Le spinnaker est une grande voile triangulaire qu'on utilise
de jour et par temps maniable sur les yachts de course et de croisière. La
grande superficie de cette voile impose certaines précautions. On ne l'utilise
que par vent arrière pour équilibrer la poussée de la grand'voile. Le spinnaker
est donc établi lui aussi sur une borne que nous appellerons tangon pour éviter
toute confusion avec la borne de grand'voile. Le spinnaker, qu'on appelle par
abréviation le spi, varie en dimensions et en forme, allant du foc-ballon du
yacht de croisière au grand spinnaker-parachute du yacht de course. Ce dernier
est taillé avec beaucoup de rond, et, sous l'action du vent, il se gonfle comme
un parachute. L'ancien spi était haut et étroit. Cette forme est abandonnée, les
expériences en soufflerie ayant démontré les avantages d'un angle supérieur
ouvert et d'une base peu courbée pour obtenir le meilleur rendement. La toile
est généralement en nylon, ce tissu résistant mieux à l'humidité. Un spi en
coton imprégné d'eau risque de s'affaisser et de s'enrouler sur l’étai avant,
ce qui est infiniment désagréable. Un spi en nylon, plus léger, prendra son
arrondi au moindre souffle. La différence de prix, enfin, s'atténue
régulièrement étant donné les hausses sur le coton.

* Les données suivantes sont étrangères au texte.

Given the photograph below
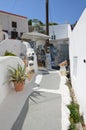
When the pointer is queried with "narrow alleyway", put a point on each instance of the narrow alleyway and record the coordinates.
(45, 104)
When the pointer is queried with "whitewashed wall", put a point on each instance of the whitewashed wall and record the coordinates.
(78, 61)
(17, 47)
(5, 87)
(6, 20)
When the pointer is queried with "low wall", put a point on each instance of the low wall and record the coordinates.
(5, 87)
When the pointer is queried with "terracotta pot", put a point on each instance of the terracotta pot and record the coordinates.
(19, 86)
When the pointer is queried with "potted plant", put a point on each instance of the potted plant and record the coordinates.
(18, 76)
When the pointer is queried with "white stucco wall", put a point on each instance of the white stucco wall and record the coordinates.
(6, 20)
(19, 47)
(77, 64)
(5, 87)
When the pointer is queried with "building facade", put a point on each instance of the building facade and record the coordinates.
(77, 49)
(13, 24)
(59, 38)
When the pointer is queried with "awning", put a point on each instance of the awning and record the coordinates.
(34, 36)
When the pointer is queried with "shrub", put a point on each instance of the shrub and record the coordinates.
(74, 112)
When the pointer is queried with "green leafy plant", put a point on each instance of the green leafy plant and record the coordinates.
(8, 53)
(17, 74)
(74, 112)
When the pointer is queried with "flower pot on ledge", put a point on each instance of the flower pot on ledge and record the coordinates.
(19, 86)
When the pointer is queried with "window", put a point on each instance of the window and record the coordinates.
(14, 35)
(14, 24)
(53, 37)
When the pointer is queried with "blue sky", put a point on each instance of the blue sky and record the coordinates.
(60, 11)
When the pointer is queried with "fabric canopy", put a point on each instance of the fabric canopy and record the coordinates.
(34, 36)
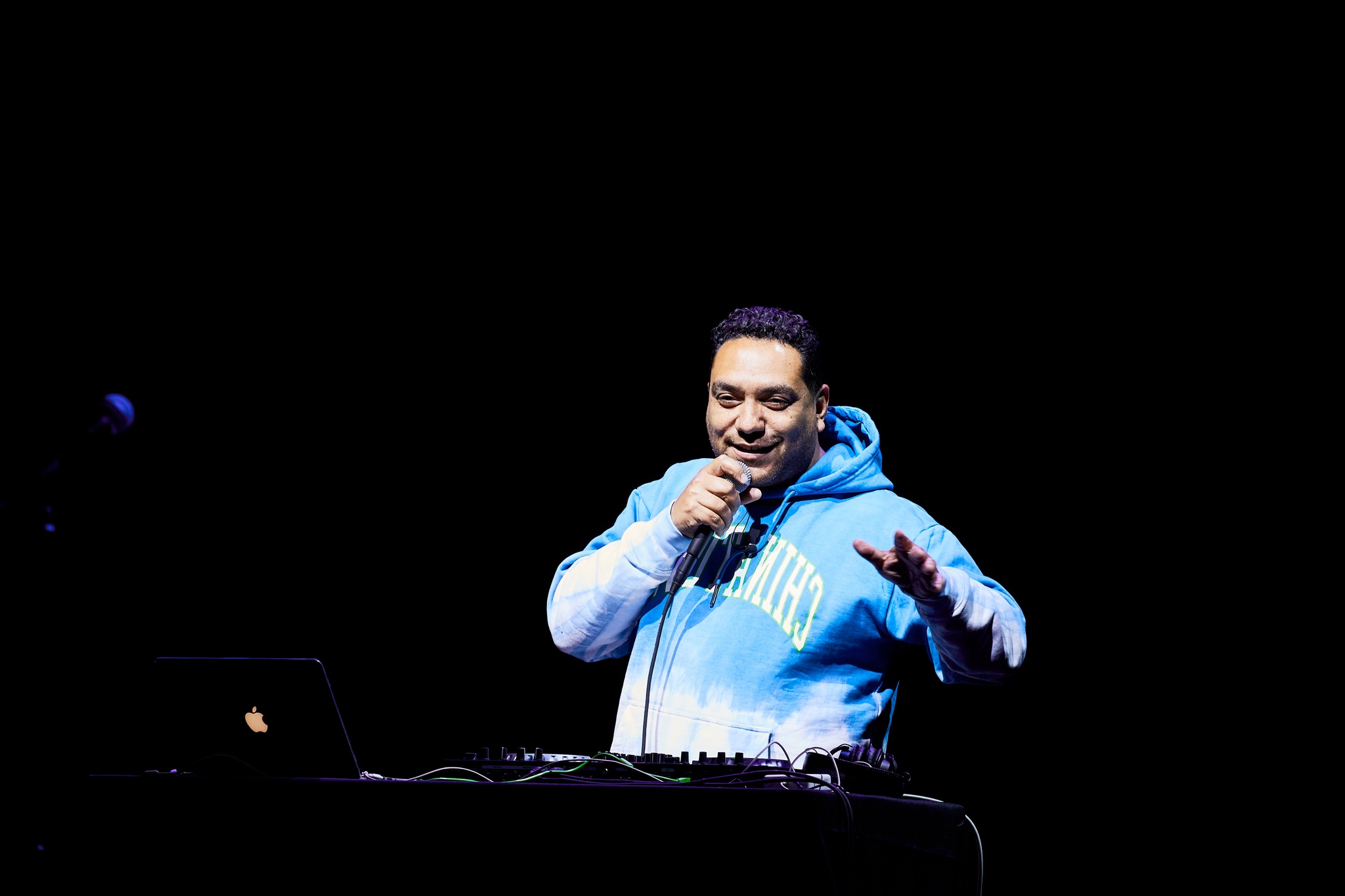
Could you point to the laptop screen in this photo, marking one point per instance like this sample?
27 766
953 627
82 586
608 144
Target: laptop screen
248 716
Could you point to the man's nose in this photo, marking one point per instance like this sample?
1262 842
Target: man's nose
751 418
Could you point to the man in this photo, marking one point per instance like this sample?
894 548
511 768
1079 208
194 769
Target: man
748 590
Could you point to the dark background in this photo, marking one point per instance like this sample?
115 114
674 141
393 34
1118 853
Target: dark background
393 360
389 484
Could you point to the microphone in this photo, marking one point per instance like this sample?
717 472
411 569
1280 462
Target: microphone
116 414
701 539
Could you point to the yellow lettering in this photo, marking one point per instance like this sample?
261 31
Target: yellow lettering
802 637
793 589
789 555
764 562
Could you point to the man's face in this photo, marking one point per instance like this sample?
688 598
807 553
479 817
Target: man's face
761 412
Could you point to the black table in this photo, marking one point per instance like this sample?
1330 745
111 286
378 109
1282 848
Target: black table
264 832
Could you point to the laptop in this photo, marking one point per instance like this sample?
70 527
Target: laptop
246 716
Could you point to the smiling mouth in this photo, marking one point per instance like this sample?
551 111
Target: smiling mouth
749 453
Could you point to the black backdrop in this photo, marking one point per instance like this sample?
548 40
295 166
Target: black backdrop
389 484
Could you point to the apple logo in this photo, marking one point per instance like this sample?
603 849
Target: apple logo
255 720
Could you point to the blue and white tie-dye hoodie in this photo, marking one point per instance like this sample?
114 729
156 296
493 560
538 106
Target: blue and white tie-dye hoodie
794 647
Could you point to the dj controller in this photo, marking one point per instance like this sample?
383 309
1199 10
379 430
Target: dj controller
866 773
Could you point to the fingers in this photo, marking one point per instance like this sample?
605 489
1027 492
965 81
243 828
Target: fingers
713 498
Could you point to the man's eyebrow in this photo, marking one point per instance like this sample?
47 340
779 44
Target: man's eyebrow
778 389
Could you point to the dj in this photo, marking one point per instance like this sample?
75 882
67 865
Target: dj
783 624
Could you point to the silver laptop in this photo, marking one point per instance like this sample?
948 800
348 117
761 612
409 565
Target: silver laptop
246 716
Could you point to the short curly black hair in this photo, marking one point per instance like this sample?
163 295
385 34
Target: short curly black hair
779 326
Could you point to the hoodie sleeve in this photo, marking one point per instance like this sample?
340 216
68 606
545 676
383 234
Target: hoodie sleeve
599 594
975 629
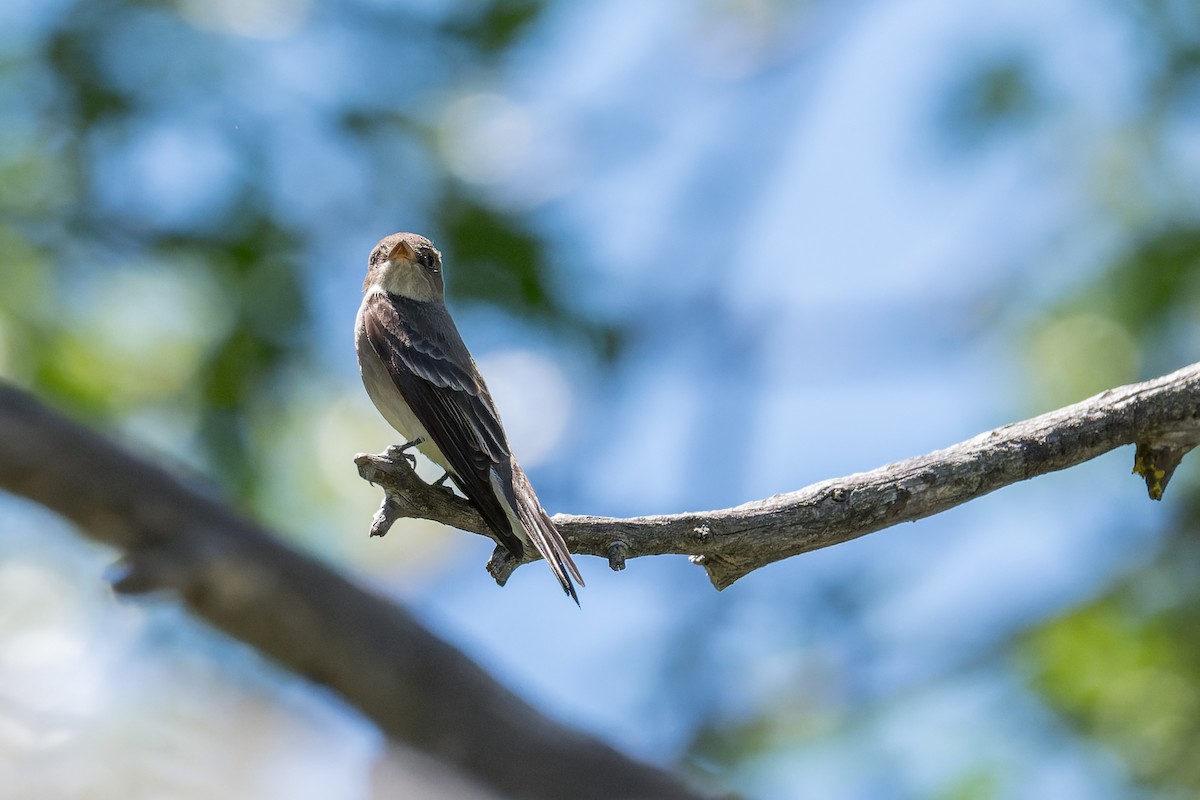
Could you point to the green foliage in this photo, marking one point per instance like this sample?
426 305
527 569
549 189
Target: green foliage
1125 669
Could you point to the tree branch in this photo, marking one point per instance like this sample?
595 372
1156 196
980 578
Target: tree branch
1162 416
244 581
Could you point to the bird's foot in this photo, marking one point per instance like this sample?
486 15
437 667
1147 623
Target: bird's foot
399 451
442 482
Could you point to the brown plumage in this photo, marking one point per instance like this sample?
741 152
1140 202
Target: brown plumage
423 379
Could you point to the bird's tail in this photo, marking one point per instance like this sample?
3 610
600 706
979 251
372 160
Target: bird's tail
544 535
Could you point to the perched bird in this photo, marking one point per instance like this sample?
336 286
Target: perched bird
421 378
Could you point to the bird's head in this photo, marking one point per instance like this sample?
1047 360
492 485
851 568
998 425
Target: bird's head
407 265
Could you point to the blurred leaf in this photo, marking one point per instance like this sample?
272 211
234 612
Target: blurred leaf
495 25
991 97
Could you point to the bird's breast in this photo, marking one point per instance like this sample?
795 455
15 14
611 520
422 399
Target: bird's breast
383 392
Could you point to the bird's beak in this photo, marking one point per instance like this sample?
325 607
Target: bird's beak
402 251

Comme dans toutes les voiles triangulaires, l'angle
supérieur du spi est le point de drisse, mais les deux angles à la base sont,
quand la voile est pliée, les deux points d'écoute. Le spi établi, un de ces
points d'écoute devient point d'amure. Quand on change de bord, le point
d'écoute devient point d'amure et vice versa ; on verra plus loin par
quelle manœuvre. Le point de drisse est fixé le plus haut possible sur le mât,
à hauteur des barres de flèche, juste au-dessus de l'étai avant. Sur les petits
bateaux, la drisse passe sur un réa à l'intérieur du mât pour sortir vers le
pied. Le point d'amure est envoyé à l'extrémité du tangon de spi. Ce tangon est
fixé sur le mât à la hauteur de la borne, mais en avant du mât et du côté
opposé à la borne, sensiblement dans son prolongement. Le tangon doit avoir à
ses extrémités le même système de fixation sur la voile et sur le mât. Sur un
petit bateau, on se contente d'une estrope de cordage autour du mât et d'un
anneau métallique. Le spi comporte deux écoutes de même longueur frappées aux
deux coins inférieurs de la voile. Quand le spi est établi, on peut le
manœuvrer avec les deux écoutes, l'une agissant sur le coin inférieur libre du
spi, l'autre sur le coin fixé à l'extrémité du tangon ou point d'amure. Cette
dernière écoute est appelée bras. Du côté du vent est le bras ; de l'autre
côté, sous le vent, est l'écoute, qui passe habituellement en dehors de l'étai
avant. Pour les petites voiles légères, les écoutes sont frappées d'une façon
permanente à la voile par une épissure. Dans les grandes dimensions, on emploie
des crocs, anneaux, émerillons. Les écoutes sont généralement en nylon, mais
l'élasticité de ce filin impose de fréquents réglages. Le tangon est retenu,
comme la bôme, par une balancine qui soutient l'espart quand la voile n'est pas
établie, et par un hale-bas. On voit souvent, sur les petits bateaux, la
balancine et le hale-bas remplacés par un seul cordage qui part des barres de
flèche inférieures, est frappé au milieu du tangon et va au pied du mât. Quand
le tangon est important, le hale-bas est frappé à l'extrémité extérieure pour
éviter la rupture.
Établir un grand spi sur un yacht important exige certaines
précautions. Chaque skipper opère à sa manière, mais voici la façon
généralement employée. On établit le tangon transversalement en le soutenant
par sa balancine et en le maintenant avec le bras arrière et parfois un bras
avant. Puis on sort le spi, on y frappe la drisse et on le hisse roulé, à
l'abri de la grand'voile ; on frappe alors l'amure, qui passe au bout du
tangon, et on amarre l'écoute en abord, en passant le tout sur l'avant du mât.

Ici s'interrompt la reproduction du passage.